KC-SMARTR: An R package for detection of statistically significant aberrations in multi-experiment aCGH data
1 Department of Bioinformatics and Statistics, The Netherlands Cancer Institute, Plesmanlaan 121, 1066CX Amsterdam, The Netherlands
2 Department of Molecular Biology, The Netherlands Cancer Institute, Plesmanlaan 121, 1066CX Amsterdam, The Netherlands
3 Central Microarray Facility, The Netherlands Cancer Institute, Plesmanlaan 121, 1066CX Amsterdam, The Netherlands
4 Faculty of EEMCS, Delft University Of Technology, 2628 CD Delft, The Netherlands
BMC Research Notes 2010, 3:298 doi:10.1186/1756-0500-3-298Published: 11 November 2010
Most approaches used to find recurrent or differential DNA Copy Number Alterations (CNA) in array Comparative Genomic Hybridization (aCGH) data from groups of tumour samples depend on the discretization of the aCGH data to gain, loss or no-change states. This causes loss of valuable biological information in tumour samples, which are frequently heterogeneous. We have previously developed an algorithm, KC-SMART, that bases its estimate of the magnitude of the CNA at a given genomic location on kernel convolution (Klijn et al., 2008). This accounts for the intensity of the probe signal, its local genomic environment and the signal distribution across multiple samples.

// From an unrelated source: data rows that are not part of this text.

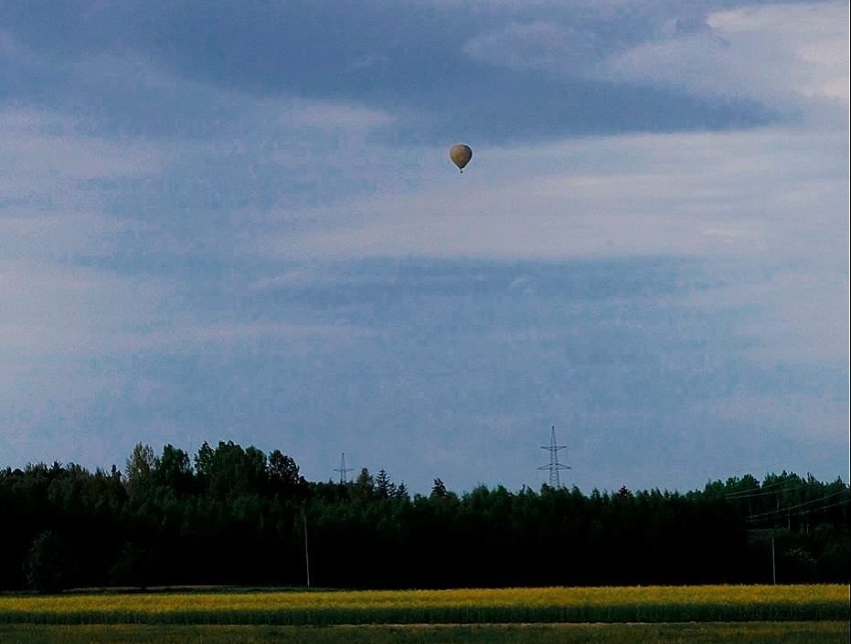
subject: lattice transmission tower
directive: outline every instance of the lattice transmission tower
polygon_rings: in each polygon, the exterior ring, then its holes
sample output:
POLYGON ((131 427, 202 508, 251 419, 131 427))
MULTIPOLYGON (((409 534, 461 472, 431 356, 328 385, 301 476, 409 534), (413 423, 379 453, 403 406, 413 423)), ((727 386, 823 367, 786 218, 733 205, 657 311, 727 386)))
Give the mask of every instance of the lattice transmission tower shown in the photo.
POLYGON ((561 487, 561 479, 558 472, 562 470, 569 470, 569 465, 564 465, 558 462, 558 450, 566 449, 567 445, 556 445, 556 426, 553 425, 549 434, 549 445, 542 445, 541 449, 549 452, 549 463, 542 465, 538 470, 549 470, 549 485, 553 488, 561 487))
POLYGON ((340 485, 345 485, 348 482, 348 473, 353 470, 354 468, 346 467, 346 452, 340 454, 340 467, 334 468, 334 471, 340 472, 340 485))

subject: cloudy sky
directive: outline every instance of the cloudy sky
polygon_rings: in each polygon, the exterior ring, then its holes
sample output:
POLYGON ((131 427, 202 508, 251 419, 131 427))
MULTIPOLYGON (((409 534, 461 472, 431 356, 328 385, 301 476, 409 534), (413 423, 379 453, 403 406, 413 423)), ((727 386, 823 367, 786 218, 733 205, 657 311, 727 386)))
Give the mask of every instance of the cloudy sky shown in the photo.
POLYGON ((0 466, 848 478, 847 3, 0 5, 0 466), (447 150, 474 150, 459 174, 447 150))

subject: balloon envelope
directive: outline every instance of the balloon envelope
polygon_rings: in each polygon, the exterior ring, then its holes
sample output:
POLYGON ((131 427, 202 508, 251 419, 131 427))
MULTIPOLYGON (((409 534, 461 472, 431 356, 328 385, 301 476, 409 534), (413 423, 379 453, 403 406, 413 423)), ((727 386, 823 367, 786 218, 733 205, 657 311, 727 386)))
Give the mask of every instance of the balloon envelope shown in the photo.
POLYGON ((469 145, 463 143, 452 145, 449 151, 449 158, 458 166, 459 170, 463 170, 464 166, 470 163, 470 159, 473 158, 473 150, 469 145))

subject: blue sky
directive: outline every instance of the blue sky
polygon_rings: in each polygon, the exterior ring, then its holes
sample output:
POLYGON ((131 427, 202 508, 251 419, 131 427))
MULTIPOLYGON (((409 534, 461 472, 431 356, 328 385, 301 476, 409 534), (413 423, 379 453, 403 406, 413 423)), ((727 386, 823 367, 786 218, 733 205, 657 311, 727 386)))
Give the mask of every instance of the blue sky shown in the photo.
POLYGON ((0 463, 848 477, 848 7, 0 6, 0 463), (474 150, 463 175, 447 151, 474 150))

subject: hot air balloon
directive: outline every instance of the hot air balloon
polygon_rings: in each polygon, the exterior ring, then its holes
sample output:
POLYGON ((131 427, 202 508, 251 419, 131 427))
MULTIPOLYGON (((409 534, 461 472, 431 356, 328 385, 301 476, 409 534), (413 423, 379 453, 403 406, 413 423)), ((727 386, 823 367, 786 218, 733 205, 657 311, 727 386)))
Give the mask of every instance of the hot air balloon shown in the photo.
POLYGON ((473 149, 469 145, 464 145, 463 143, 452 145, 449 151, 449 158, 452 160, 452 163, 458 166, 461 172, 463 172, 464 166, 469 164, 470 159, 473 158, 473 149))

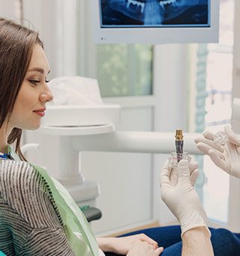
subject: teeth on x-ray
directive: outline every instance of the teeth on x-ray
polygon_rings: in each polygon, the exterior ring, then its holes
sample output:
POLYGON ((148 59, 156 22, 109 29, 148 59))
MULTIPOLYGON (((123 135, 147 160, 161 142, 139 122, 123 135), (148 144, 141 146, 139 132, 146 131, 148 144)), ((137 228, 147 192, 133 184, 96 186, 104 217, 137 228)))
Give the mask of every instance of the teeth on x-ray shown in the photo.
POLYGON ((176 4, 177 1, 176 0, 166 0, 166 1, 160 1, 159 5, 160 6, 164 9, 164 7, 166 5, 173 5, 176 4))
POLYGON ((109 5, 110 8, 106 8, 108 14, 104 15, 107 23, 111 23, 112 20, 114 24, 126 25, 124 17, 126 17, 126 20, 128 18, 136 20, 136 25, 142 23, 144 25, 151 26, 166 25, 167 23, 171 25, 191 23, 197 24, 198 20, 208 23, 207 6, 209 0, 201 0, 201 2, 200 0, 101 1, 109 5), (111 11, 117 11, 117 13, 112 12, 112 17, 110 17, 111 11))
POLYGON ((127 8, 129 8, 130 4, 137 5, 138 7, 141 6, 141 13, 143 13, 145 7, 144 3, 141 3, 140 2, 137 2, 136 0, 128 0, 127 8))

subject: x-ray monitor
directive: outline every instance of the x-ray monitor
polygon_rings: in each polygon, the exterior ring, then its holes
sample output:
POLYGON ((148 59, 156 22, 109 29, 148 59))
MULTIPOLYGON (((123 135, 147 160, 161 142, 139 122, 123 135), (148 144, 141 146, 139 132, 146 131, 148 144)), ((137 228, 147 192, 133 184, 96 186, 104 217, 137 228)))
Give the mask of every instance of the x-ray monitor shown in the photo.
POLYGON ((92 0, 97 43, 218 41, 219 0, 92 0))

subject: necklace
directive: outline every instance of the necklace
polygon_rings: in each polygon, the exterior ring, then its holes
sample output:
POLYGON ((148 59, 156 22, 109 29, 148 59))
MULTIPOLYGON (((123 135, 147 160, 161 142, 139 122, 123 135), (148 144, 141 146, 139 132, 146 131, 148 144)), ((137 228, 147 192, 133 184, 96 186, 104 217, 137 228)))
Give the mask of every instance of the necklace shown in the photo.
POLYGON ((2 154, 0 153, 0 160, 8 160, 10 159, 10 154, 2 154))

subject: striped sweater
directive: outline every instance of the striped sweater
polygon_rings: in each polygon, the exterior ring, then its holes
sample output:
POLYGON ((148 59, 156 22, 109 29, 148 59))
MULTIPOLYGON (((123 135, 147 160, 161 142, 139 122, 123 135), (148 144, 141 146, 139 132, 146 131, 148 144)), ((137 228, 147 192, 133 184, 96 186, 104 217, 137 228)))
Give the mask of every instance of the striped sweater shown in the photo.
POLYGON ((74 255, 51 191, 27 162, 0 160, 0 251, 74 255))

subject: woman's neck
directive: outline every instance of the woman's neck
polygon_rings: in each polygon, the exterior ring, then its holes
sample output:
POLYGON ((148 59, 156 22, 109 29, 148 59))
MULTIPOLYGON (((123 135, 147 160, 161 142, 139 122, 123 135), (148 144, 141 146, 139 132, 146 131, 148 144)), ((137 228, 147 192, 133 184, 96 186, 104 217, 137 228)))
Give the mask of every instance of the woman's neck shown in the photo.
POLYGON ((7 154, 8 152, 8 138, 10 133, 6 126, 3 124, 0 128, 0 152, 7 154))

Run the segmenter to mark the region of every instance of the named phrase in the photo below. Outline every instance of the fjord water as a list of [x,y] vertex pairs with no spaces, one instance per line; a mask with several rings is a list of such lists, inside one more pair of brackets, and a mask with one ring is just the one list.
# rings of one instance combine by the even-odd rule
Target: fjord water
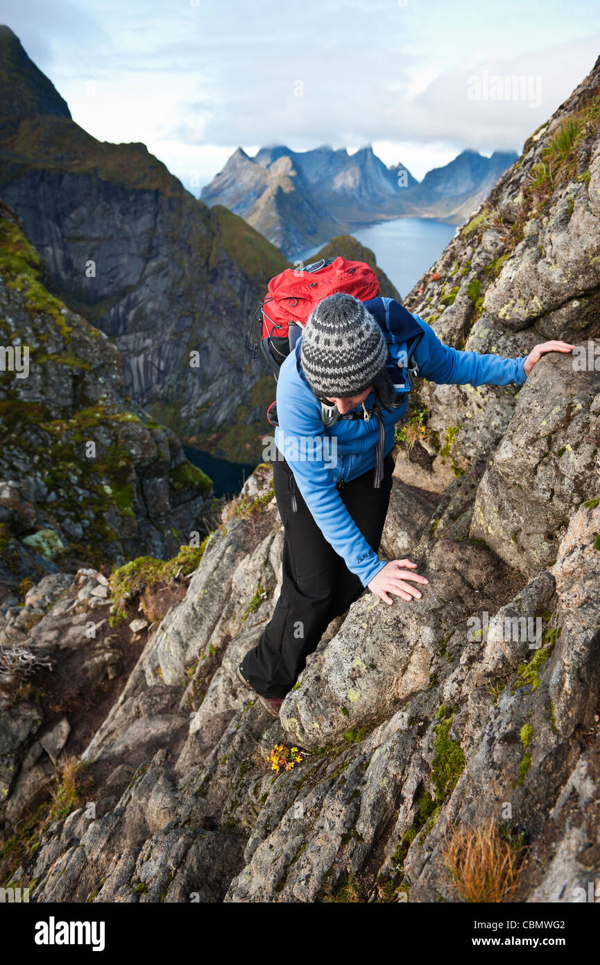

Here we extend the approach to allow comparative analyses of two groups of samples and introduce the R implementation of these two approaches. The comparative module allows for a supervised analysis to be performed, to enable the identification of regions that are differentially aberrated between two user-defined classes.
We analyzed data from a series of B- and T-cell lymphomas and were able to retrieve all positive control regions (VDJ regions) in addition to a number of new regions. A t-test employing segmented data, that we implemented, was also able to locate all the positive control regions and a number of new regions but these regions were highly fragmented.
KC-SMARTR offers recurrent CNA and class specific CNA detection, at different genomic scales, in a single package without the need for additional segmentation. It is memory efficient and runs on a wide range of machines. Most importantly, it does not rely on data discretization and therefore maximally exploits the biological information in the aCGH data.